Shares in Dada Nexus Ltd. (Nasdaq: DADA) gained as much as 14% by midday Tuesday after the company posted solid quarterly top-line growth and kicked off a stock buyback plan.
The online delivery and retail platform, operated by JD.com (Nasdaq: JD; HKEX: 09618), said it generated 1.67 billion yuan ($265.92 million) in first-quarter revenue, up 52% year-over-year. In the 12 months through March, it generated a total of 28.1 billion yuan in gross merchandise volume, up 79% from the same period in the previous year.
Also, Dada counted 46.1 million active consumers in the year ending March, up from 27.6 million a year ago.
Another big development in the quarter was new funding from China’s second-largest online retailer.

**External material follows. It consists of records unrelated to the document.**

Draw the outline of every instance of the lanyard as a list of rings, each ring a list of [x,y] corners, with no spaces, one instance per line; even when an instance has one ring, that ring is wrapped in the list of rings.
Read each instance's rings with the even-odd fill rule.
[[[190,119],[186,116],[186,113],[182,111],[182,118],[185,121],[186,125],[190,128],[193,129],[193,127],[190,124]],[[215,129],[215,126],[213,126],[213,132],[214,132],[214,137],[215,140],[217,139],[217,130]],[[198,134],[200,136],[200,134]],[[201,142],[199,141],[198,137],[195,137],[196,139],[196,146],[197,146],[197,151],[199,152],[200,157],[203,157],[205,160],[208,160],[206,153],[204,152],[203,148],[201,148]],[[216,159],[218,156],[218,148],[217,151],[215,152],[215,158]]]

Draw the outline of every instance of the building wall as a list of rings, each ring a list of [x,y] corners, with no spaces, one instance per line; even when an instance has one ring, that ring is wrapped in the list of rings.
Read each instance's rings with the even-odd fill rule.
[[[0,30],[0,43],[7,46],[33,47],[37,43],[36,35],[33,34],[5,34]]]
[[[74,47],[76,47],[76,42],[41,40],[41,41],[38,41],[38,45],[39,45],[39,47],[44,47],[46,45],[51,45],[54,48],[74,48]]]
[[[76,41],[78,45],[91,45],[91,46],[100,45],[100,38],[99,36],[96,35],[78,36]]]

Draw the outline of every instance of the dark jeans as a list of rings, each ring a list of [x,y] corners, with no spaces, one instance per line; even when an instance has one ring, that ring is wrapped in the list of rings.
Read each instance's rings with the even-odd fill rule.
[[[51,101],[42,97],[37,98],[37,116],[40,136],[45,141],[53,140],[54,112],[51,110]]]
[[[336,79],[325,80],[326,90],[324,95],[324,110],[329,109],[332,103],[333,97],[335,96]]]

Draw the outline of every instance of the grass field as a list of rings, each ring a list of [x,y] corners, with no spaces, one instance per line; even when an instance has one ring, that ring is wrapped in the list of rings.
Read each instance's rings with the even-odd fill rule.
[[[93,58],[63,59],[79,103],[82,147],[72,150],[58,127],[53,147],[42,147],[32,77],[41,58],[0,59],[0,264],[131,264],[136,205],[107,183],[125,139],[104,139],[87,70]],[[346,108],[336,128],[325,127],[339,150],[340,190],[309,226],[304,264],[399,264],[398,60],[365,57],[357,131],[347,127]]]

“Leveraging JD's devoted strategic support, we will better fulfill demands for local on-demand retail and its delivery on JD, covering various scenarios and categories, and expand our omni-channel cooperation with JD,” Philip Kuai, the chairman and chief executive officer of Dada, said.
“Together with JD, we will continue to provide consumers with superior experience, empower retail and brand partners and achieve a win-win cooperation for all.”
One negative for Dada today was its net loss more than doubled to 710.27 million yuan. Dada has yet to show a profit since IPO. The company became publicly traded in June 2020, raising $320 million.
Dada also announced a stock buyback program that will allow the company to repurchase up to $150 million worth of its American depositary shares. The buyback window will be open for 12 months and will be funded by its existing cash balance.
Most importantly, Dada doesn’t expect the strong top-line growth to stop.
For the second quarter, Beck Chen, the chief financial officer of Dada, told analysts on an earnings call that the company expects “total net revenue to be between 1.4 billion and 1.45 billion, representing a pro forma growth rate of 72% to 78%, adjusting Q2 '20 and Q2 '21 Dada Now's last-mile revenue to net basis.”